OCR sets at least one counting question per Foundation series. The marks come from showing a systematic approach (not just guessing combinations).

Systematic listing

To list outcomes systematically, fix one variable at a time and vary the others.

Example: How many 2-digit numbers can be made using digits 1, 2, 3 without repetition?

• Tens = 1: units 2, 3 → 12, 13.
• Tens = 2: units 1, 3 → 21, 23.
• Tens = 3: units 1, 2 → 31, 32.
• Total: 6.

The approach: fix the tens, list each possible units. Repeat.

The product rule (multiplication principle)

If choice A has m options and choice B has n options (independent), the total combined choices = m × n.

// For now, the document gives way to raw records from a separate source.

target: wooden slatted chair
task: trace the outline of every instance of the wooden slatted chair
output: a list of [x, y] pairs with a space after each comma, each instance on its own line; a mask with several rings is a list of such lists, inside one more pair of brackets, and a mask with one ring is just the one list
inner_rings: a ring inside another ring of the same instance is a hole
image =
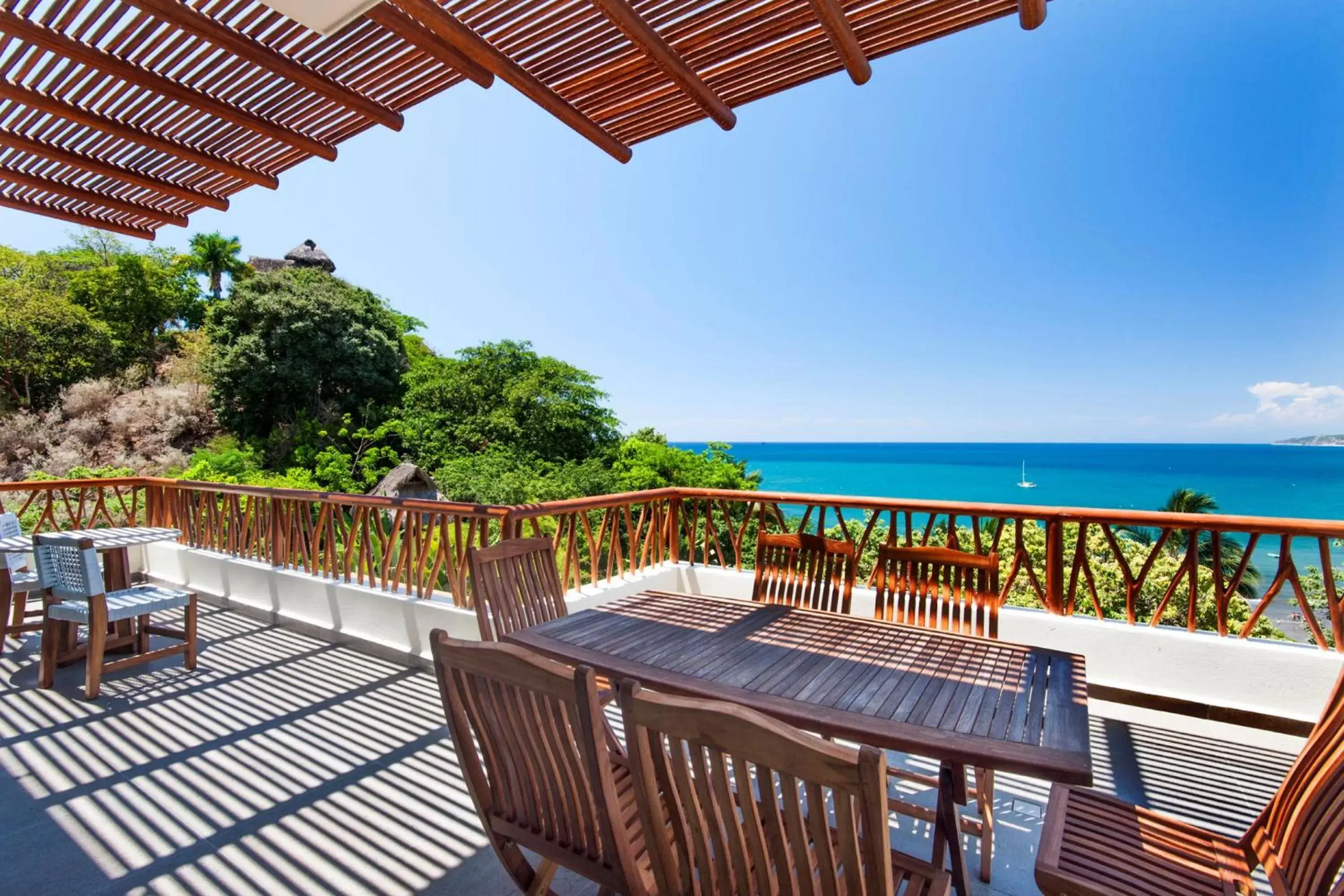
[[[152, 660], [184, 656], [188, 670], [196, 668], [196, 595], [157, 584], [137, 584], [120, 591], [105, 591], [98, 552], [93, 540], [73, 535], [35, 535], [32, 553], [38, 563], [38, 576], [43, 588], [44, 615], [42, 622], [42, 657], [38, 686], [50, 688], [55, 682], [56, 666], [85, 658], [85, 697], [98, 697], [102, 677]], [[152, 614], [164, 610], [184, 610], [183, 627], [169, 629], [152, 625]], [[113, 622], [136, 623], [126, 635], [109, 637]], [[62, 629], [67, 625], [86, 626], [89, 641], [66, 650]], [[173, 638], [180, 643], [149, 649], [149, 637]], [[105, 661], [108, 650], [133, 646], [134, 654], [124, 660]]]
[[[0, 513], [0, 539], [22, 535], [19, 517], [13, 513]], [[28, 568], [26, 555], [0, 553], [0, 653], [4, 653], [5, 638], [11, 634], [42, 629], [42, 606], [28, 606], [28, 595], [40, 591], [38, 574]], [[35, 621], [28, 622], [28, 619]]]
[[[603, 893], [644, 896], [629, 762], [605, 733], [593, 670], [442, 630], [430, 643], [466, 789], [517, 888], [547, 893], [556, 869], [567, 868]], [[520, 848], [540, 856], [540, 866]]]
[[891, 849], [880, 750], [630, 680], [621, 713], [642, 829], [667, 832], [650, 838], [661, 896], [950, 891], [946, 872]]
[[[886, 545], [872, 571], [874, 615], [878, 619], [925, 629], [956, 631], [980, 638], [999, 637], [999, 555], [966, 553], [952, 548]], [[891, 767], [892, 778], [937, 790], [938, 778]], [[992, 879], [995, 845], [995, 771], [976, 768], [974, 787], [980, 818], [962, 818], [962, 832], [980, 837], [980, 880]], [[890, 809], [933, 822], [935, 810], [891, 798]]]
[[1339, 896], [1344, 869], [1344, 673], [1259, 818], [1236, 840], [1056, 785], [1036, 854], [1047, 896]]
[[848, 541], [818, 535], [762, 535], [757, 540], [751, 599], [790, 607], [849, 613], [855, 552]]
[[[476, 586], [481, 641], [499, 641], [511, 631], [569, 615], [550, 539], [509, 539], [472, 548], [466, 563]], [[597, 696], [603, 707], [616, 699], [606, 678], [598, 677]]]
[[508, 539], [466, 553], [481, 641], [567, 615], [550, 539]]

Example: a sandwich shop has 4 breads × 3 fillings × 2 cheeses = 24 sandwich combinations.

For ordered selections without repetition (permutations):

• 1st pick: n options.
• 2nd pick: n − 1 options.
• 3rd pick: n − 2 options.
• Total = n(n−1)(n−2)…

Example: how many 3-letter codes from A, B, C, D without repetition?

• 4 × 3 × 2 = 24.

With repetition vs without

• WITH repetition: each slot has full choice. E.g. 4-digit PIN with digits 0–9 = 10⁴ = 10 000.
• WITHOUT repetition: each slot has one fewer option than the last.

Combinations vs permutations

• Permutation: order matters (codes, queues).
• Combination: order doesn't matter (committees, hands of cards).

GCSE rarely requires the formal nCr formula but expects students to know to divide by repetitions when order doesn't matter.

Example: How many ways to choose 2 students from 4 to form a (non-ordered) committee?

• Permutations: 4 × 3 = 12.
• But pairs AB and BA are the same → divide by 2.
• Combinations: 12/2 = 6.

OCR mark scheme conventions

• M1 for stating the product rule explicitly (or systematic listing).
• A1 for the correct count.
• "List all possibilities" → expects systematic approach, not random.